Jul 2nd, 2007 • Posted in: News

WASHINGTON
Among the opinions issued during a busy session of the U.S. Supreme Court last week:

  • The high court on Thursday ruled that race cannot be a factor in assigning students to public schools. The justices’ sharply divided 5-4 opinion, reports CNN, reflects the deep legal, social, and ethical divides over the volatile issue of race and education. In a ruling written by chief justice John Roberts, the court’s conservative majority argued that diversity should be assured in ways other than placement of students based on ethnicity: “The way to stop discrimination on the basis of race is to stop discriminating on the basis of race.” But the dissenting minority, led by justice John Paul Stevens, argued that the majority’s ruling will “obstruct efforts by state and local governments to deal effectively with the growing re-segregation of public schools.”
  • In another 5-4 decision, the high court held that a mentally ill Texas man could not be executed. According to a report from the Christian Science Monitor, the court sent the case of Scott Louis Panetti, a death-row inmate, back to the state’s lower courts for clarification of his mental status. The majority ruled that because Panetti has a long history of mental illness, he may lack a rational understanding of the purpose of his sentence. The ruling coincides with a trend of recent high court decisions that set tougher constitutional requirements for executing juveniles and the mentally retarded, according to the Monitor.
  • The justices reversed a 96-year-old precedent that has had a profound impact on business practices and ethics — the laws prohibiting pricing agreements between manufacturers and retailers. Such agreements have been viewed as a violation of antitrust law, but last week’s decision opens the door for manufacturers to set a firm minimum price — rather than the “suggested retail price” — that stores must charge. In writing the 5-4 majority opinion, justice Anthony Kennedy contended that minimum price agreements are not anticompetitive, and that price-fixing complaints involving manufacturers and retailers should be considered on a case-by-case basis. The International Herald Tribune reports that the ruling reflects the court’s increasingly “flexible” approach to antitrust law in recent years.

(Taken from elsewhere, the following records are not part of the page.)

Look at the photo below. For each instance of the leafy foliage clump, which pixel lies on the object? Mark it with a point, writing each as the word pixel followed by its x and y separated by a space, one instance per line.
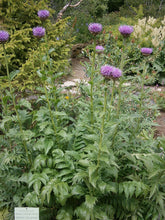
pixel 87 156
pixel 19 19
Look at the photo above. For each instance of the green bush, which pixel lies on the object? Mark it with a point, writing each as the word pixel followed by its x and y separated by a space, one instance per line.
pixel 19 18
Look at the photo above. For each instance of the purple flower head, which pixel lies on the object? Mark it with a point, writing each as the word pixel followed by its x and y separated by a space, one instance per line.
pixel 116 73
pixel 43 14
pixel 146 51
pixel 126 30
pixel 107 70
pixel 95 28
pixel 39 32
pixel 111 72
pixel 99 49
pixel 4 36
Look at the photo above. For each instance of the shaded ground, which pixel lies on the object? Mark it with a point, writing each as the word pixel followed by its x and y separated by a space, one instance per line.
pixel 78 72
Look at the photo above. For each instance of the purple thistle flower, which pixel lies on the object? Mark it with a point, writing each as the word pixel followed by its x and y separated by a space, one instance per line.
pixel 126 30
pixel 111 72
pixel 39 32
pixel 99 49
pixel 4 36
pixel 95 28
pixel 116 73
pixel 43 14
pixel 146 51
pixel 107 71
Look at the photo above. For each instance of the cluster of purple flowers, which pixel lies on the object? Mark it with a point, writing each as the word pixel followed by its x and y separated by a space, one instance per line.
pixel 43 14
pixel 111 72
pixel 95 28
pixel 126 30
pixel 146 51
pixel 4 36
pixel 39 32
pixel 99 49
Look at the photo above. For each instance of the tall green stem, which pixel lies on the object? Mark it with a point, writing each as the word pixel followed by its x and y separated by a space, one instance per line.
pixel 92 74
pixel 46 94
pixel 102 125
pixel 119 91
pixel 51 74
pixel 141 95
pixel 15 108
pixel 111 101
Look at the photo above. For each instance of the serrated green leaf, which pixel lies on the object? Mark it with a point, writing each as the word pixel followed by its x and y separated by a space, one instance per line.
pixel 48 144
pixel 90 201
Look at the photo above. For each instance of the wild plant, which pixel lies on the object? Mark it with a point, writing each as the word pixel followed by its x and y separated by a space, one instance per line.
pixel 91 157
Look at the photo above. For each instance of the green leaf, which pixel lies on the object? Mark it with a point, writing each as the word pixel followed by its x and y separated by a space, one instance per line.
pixel 48 144
pixel 90 201
pixel 31 199
pixel 64 214
pixel 77 190
pixel 40 161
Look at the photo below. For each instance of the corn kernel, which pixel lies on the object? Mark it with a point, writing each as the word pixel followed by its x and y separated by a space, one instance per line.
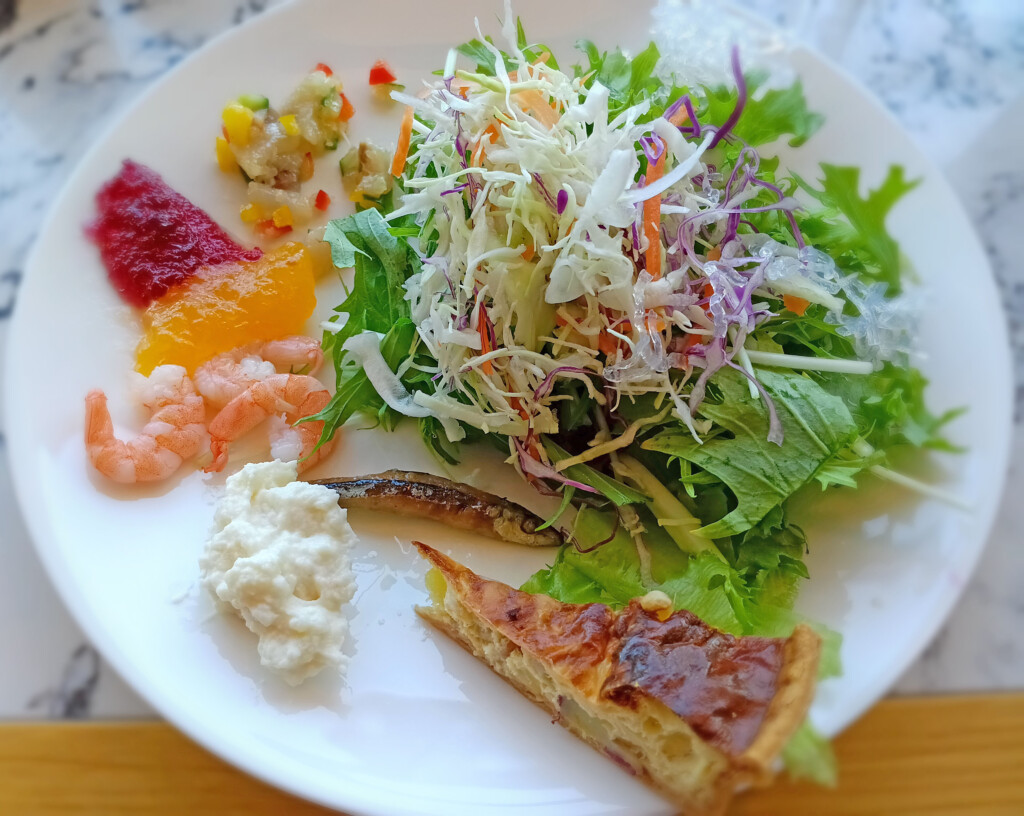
pixel 238 120
pixel 251 214
pixel 225 159
pixel 282 216
pixel 290 126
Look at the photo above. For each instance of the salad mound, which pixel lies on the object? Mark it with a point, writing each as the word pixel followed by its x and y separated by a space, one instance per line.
pixel 607 275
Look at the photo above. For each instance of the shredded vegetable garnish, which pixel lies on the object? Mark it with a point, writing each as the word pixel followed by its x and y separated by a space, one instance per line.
pixel 604 268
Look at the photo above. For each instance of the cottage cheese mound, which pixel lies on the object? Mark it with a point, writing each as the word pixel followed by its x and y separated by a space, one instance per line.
pixel 279 557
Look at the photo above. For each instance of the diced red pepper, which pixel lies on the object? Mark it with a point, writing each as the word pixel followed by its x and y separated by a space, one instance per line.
pixel 381 74
pixel 306 168
pixel 346 109
pixel 268 228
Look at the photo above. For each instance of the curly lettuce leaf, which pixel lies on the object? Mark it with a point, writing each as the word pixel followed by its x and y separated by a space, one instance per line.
pixel 767 117
pixel 737 600
pixel 852 228
pixel 809 756
pixel 761 474
pixel 382 262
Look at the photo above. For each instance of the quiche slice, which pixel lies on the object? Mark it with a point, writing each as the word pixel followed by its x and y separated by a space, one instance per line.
pixel 693 712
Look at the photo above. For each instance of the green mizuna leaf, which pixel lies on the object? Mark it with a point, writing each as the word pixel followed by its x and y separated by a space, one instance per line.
pixel 852 228
pixel 382 262
pixel 767 116
pixel 611 488
pixel 761 474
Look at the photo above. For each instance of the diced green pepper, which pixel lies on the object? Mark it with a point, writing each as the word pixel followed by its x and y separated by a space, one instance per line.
pixel 254 102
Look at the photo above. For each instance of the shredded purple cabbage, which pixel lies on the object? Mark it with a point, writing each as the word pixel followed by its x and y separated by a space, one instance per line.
pixel 730 123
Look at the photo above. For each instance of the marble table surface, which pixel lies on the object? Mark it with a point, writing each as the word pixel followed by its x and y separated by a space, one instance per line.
pixel 951 71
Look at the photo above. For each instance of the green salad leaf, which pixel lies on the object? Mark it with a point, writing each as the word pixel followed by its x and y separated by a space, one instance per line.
pixel 768 116
pixel 809 756
pixel 761 474
pixel 852 228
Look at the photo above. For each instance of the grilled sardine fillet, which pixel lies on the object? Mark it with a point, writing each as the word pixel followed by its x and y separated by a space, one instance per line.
pixel 693 712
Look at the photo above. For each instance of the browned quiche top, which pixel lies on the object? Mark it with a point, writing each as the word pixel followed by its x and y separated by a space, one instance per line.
pixel 721 685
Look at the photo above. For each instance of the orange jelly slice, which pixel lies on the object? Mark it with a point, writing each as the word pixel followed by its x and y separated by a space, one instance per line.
pixel 226 306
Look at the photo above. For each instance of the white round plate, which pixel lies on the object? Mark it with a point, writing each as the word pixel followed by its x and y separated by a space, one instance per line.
pixel 418 725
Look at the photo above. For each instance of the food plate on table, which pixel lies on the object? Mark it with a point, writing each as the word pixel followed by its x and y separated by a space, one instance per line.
pixel 417 725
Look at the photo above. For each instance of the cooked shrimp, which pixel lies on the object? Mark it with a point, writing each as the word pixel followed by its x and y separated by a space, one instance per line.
pixel 224 377
pixel 176 430
pixel 296 396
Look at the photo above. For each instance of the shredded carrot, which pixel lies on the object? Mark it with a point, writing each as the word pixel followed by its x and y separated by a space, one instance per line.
pixel 404 137
pixel 484 344
pixel 534 101
pixel 679 118
pixel 795 304
pixel 516 402
pixel 488 135
pixel 607 343
pixel 652 221
pixel 691 340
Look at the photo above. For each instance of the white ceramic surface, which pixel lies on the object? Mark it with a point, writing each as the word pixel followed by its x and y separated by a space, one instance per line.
pixel 418 726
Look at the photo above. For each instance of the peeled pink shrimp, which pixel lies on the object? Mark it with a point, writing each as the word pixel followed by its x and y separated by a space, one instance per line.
pixel 222 378
pixel 296 396
pixel 176 430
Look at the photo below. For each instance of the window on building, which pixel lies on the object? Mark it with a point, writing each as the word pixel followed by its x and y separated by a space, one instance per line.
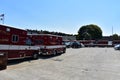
pixel 15 38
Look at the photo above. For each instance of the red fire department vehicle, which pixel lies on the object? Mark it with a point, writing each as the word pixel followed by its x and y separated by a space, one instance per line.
pixel 49 44
pixel 16 43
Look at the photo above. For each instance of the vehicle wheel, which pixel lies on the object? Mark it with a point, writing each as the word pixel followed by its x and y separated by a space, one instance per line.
pixel 35 56
pixel 54 52
pixel 64 50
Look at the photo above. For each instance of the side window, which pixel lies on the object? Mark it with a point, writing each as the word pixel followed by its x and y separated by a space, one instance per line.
pixel 28 41
pixel 15 38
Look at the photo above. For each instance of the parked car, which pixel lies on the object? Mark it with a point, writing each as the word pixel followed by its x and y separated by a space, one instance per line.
pixel 117 47
pixel 76 44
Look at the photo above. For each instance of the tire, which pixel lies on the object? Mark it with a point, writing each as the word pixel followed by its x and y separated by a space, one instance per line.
pixel 54 52
pixel 35 56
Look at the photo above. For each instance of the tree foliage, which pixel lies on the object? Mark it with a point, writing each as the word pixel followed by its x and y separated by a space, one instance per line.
pixel 91 31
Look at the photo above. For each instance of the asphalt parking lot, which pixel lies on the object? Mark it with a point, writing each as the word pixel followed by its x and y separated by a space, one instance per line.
pixel 75 64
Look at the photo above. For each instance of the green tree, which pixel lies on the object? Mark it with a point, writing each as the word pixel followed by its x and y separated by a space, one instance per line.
pixel 90 31
pixel 115 37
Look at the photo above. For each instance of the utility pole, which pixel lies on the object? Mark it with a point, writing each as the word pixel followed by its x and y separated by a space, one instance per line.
pixel 2 18
pixel 112 30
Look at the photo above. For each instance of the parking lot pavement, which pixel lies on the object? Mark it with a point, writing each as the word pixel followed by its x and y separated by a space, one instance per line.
pixel 75 64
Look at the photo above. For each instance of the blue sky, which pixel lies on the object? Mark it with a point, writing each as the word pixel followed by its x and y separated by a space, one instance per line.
pixel 65 16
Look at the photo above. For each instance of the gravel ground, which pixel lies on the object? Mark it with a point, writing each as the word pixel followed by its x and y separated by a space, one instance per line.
pixel 75 64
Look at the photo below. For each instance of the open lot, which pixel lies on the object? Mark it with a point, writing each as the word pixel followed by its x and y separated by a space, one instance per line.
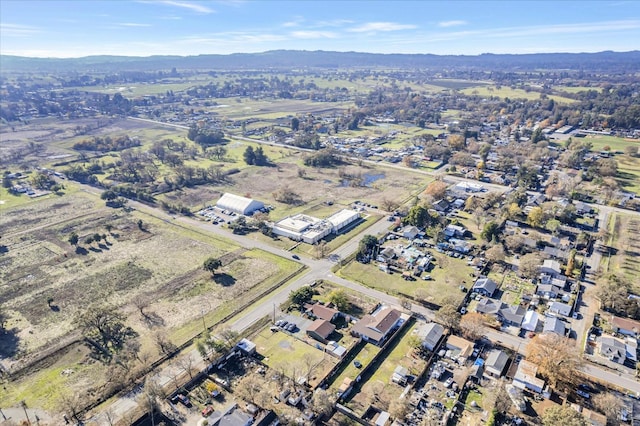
pixel 378 389
pixel 288 354
pixel 448 274
pixel 614 142
pixel 628 173
pixel 47 284
pixel 625 241
pixel 507 92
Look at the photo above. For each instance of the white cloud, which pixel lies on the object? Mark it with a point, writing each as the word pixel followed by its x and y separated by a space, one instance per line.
pixel 133 24
pixel 313 34
pixel 294 22
pixel 192 6
pixel 447 24
pixel 381 26
pixel 333 23
pixel 16 30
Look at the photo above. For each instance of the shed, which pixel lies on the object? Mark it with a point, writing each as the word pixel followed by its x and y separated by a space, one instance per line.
pixel 530 322
pixel 247 346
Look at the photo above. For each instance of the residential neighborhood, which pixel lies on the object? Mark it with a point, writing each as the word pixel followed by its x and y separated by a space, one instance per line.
pixel 320 237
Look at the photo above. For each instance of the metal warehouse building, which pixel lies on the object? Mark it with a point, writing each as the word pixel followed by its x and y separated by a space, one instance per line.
pixel 238 204
pixel 309 229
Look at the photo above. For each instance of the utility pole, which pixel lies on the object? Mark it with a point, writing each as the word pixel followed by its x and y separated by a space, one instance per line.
pixel 24 407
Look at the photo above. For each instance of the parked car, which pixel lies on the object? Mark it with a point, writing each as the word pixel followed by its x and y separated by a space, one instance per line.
pixel 184 400
pixel 583 394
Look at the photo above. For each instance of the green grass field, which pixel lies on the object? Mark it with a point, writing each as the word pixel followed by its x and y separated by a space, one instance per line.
pixel 615 143
pixel 507 92
pixel 628 173
pixel 282 351
pixel 577 89
pixel 444 284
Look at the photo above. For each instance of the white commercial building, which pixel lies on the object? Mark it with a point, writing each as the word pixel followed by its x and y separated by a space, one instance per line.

  • In a blow to White House policy, the court said that it will consider requests from prisoners at Guantánamo Bay to challenge their detention via the U.S. court system. According to the Financial Times, the move could be a significant setback to the Bush administration, which argues that terror detainees do not have the right to access the court system and can be judged in secret by closed military tribunals. Guantánamo has been at the vortex of a swirling debate about the rights of terror suspects, with some attorneys maintaining that denying any access to the justice system is a violation of legal ethics, and former administration members, including Colin Powell, publicly calling for Guantánamo’s closing.